Dövize bağımlılıktan kurtulmanın yolu ihracat

Tevfik GÜNGÖR
Tevfik GÜNGÖR OLAYLARIN İÇİNDEN gungoruras@superonline.com

Son zamanlarda ekonomi ile ilgili gelişmeler büyük ölçüde, Amerika’dan etkileniyor.

Amerika’nın parası doların değerinde ve de Amerika’daki faiz oranlarındaki değişim dünya ekonomisini ve özellikle bizim gibi ekonomileri etkiliyor.

Amerika’da ekonomi güçlenince doların kıymeti, gücü artıyor. Amerika dışındaki, çok gelişmiş veya az gelişmiş bütün ülkelerin paraları değer kaybediyor.

Amerika’da faizler yükselince, dünya üzerinde gezen dolanan paralar, ekonomisi zayıf ülkelerden ve hatta ekonomisi güçlü ülkelerden çıkıyor. Amerika’ya gidiyor. 

Bu gelişmelerden her ülke etkileniyor ama ekonomisi zayıf ülkeler ve özellikle döviz açığı olan ülkeler daha çok etkileniyor.

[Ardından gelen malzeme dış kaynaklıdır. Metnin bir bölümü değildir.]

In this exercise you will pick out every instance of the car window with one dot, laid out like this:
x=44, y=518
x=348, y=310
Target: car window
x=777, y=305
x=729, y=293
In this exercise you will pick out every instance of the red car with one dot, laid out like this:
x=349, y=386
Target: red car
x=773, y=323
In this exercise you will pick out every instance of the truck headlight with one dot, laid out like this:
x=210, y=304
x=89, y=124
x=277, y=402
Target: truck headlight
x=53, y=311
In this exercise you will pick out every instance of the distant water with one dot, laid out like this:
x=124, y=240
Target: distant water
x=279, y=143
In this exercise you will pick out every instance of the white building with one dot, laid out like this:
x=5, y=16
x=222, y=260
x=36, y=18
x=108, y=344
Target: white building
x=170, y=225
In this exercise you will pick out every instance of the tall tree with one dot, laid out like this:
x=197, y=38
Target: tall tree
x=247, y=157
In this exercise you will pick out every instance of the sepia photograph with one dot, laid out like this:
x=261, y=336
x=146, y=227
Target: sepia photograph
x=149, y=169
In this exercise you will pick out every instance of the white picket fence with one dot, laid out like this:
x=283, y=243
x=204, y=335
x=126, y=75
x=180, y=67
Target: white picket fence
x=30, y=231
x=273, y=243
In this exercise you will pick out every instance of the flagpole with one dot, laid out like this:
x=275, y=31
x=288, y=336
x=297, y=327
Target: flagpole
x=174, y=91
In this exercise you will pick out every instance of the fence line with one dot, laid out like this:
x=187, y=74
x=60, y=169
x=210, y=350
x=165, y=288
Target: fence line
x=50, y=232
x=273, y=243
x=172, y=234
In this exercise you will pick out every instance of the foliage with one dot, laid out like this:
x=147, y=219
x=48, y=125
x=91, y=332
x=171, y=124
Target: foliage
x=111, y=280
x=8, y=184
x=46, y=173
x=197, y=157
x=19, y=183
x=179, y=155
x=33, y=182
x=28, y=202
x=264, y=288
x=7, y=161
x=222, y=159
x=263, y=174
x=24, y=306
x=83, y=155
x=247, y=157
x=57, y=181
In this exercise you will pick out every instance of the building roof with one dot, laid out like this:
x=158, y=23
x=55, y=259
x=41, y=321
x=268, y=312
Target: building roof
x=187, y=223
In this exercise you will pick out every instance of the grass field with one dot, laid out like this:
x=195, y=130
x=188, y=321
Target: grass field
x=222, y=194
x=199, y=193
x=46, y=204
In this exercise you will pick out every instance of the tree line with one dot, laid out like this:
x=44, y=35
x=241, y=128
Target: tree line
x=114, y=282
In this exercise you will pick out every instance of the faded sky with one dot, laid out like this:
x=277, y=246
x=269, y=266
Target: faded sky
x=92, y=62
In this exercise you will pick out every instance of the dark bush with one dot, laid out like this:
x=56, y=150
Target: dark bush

Bizim döviz açığımız var. Cari açığımızı küçültsek bile her ay en az 3 milyar dolar dolayında taze döviz girişinin olması gerekiyor. Her yıl mevcut döviz borçlarının döndürülmesi için borç tazelememiz gerekiyor.

Döviz açığının nedeni, ithalat faturasını karşılayacak büyüklükte ihracat yapamamaktır. 

Biz ihracatı artıramayınca iç talebi kısarak, büyümeyi yavaşlatarak ithalatı azaltmaya çalışıyoruz. 

Ne var ki,

-İç talebi kısarak, büyümeyi yavaşlatarak döviz açığını kapatmak demek, halkın refahını artırma iddiasından vazgeçmek demektir.

-Kaldı ki iç talep ne kadar kısılırsa kısılsın, ithalatı azaltmanın bir sınırı var. Çünkü bizde tarım ürünlerinden, sanayi ürünlerine, her ürünün içinde büyük ölçüde ithalat girdisi var.

Gübre için, hayvanlara fabrika yemi üretmek için, sıvı yağ üretmek için, buzdolabı, çamaşır makinesi, üretmek için akla ne gelirse gelsin her türlü malı üretmek için ithalat yapıyoruz. Petrolü, gazı dolarla satın alıyoruz.

İşte bu nedenle doların değerinin artması bizim paramızın değerini eritiyor. Doların faizinin yükselmesi doların borçlanma faturasını büyütüyor.

Sonunda olan Ayşe Hanım Teyzem’e oluyor.  Ayşe Hanım Teyzem’in hayatı pahalanıyor.

İşte bu nedenle ülkeler çaresiz şekilde Amerikan Merkez Bankası’nın alacağı kararları izler hale geldi.

Anlaşıldığı kadarı ile Amerikalılar, sonbahara kadar faizleri artırmaya niyetli değil.

Ama her şeye rağmen doların değerindeki ve faizlerdeki artışın az da olsa devam edeceği anlaşılıyor.

Dolardaki artışa bağlı, maliyet artınca fiyat da mutlaka artar. Fiyat artışı enflasyon demektir. Böyle bir gelişme içinde Türk Lirası’nın faizi de inecek yerde yükselir.

Bütün bunlar Ayşe Hanım Teyzem’in mutfak harcamalarını artırır. Ayşe Hanım Teyzem’in geliri enflasyon karşısında artmayınca, satın alma gücü geriler.

Bu kısır döngüden çıkmanın yolu yok mu? Var... Türk ekonomisi ithalat faturasını ödeyebilecek ölçüde döviz üretirse, ihracatını arttırarak dövize bağımlılığı giderek azalır. Her gün Amerikan dolarının değer artışını, faizinin ne olduğunu izlemekten kurtuluruz. Ekonominin dolara bağımlılığı azalır.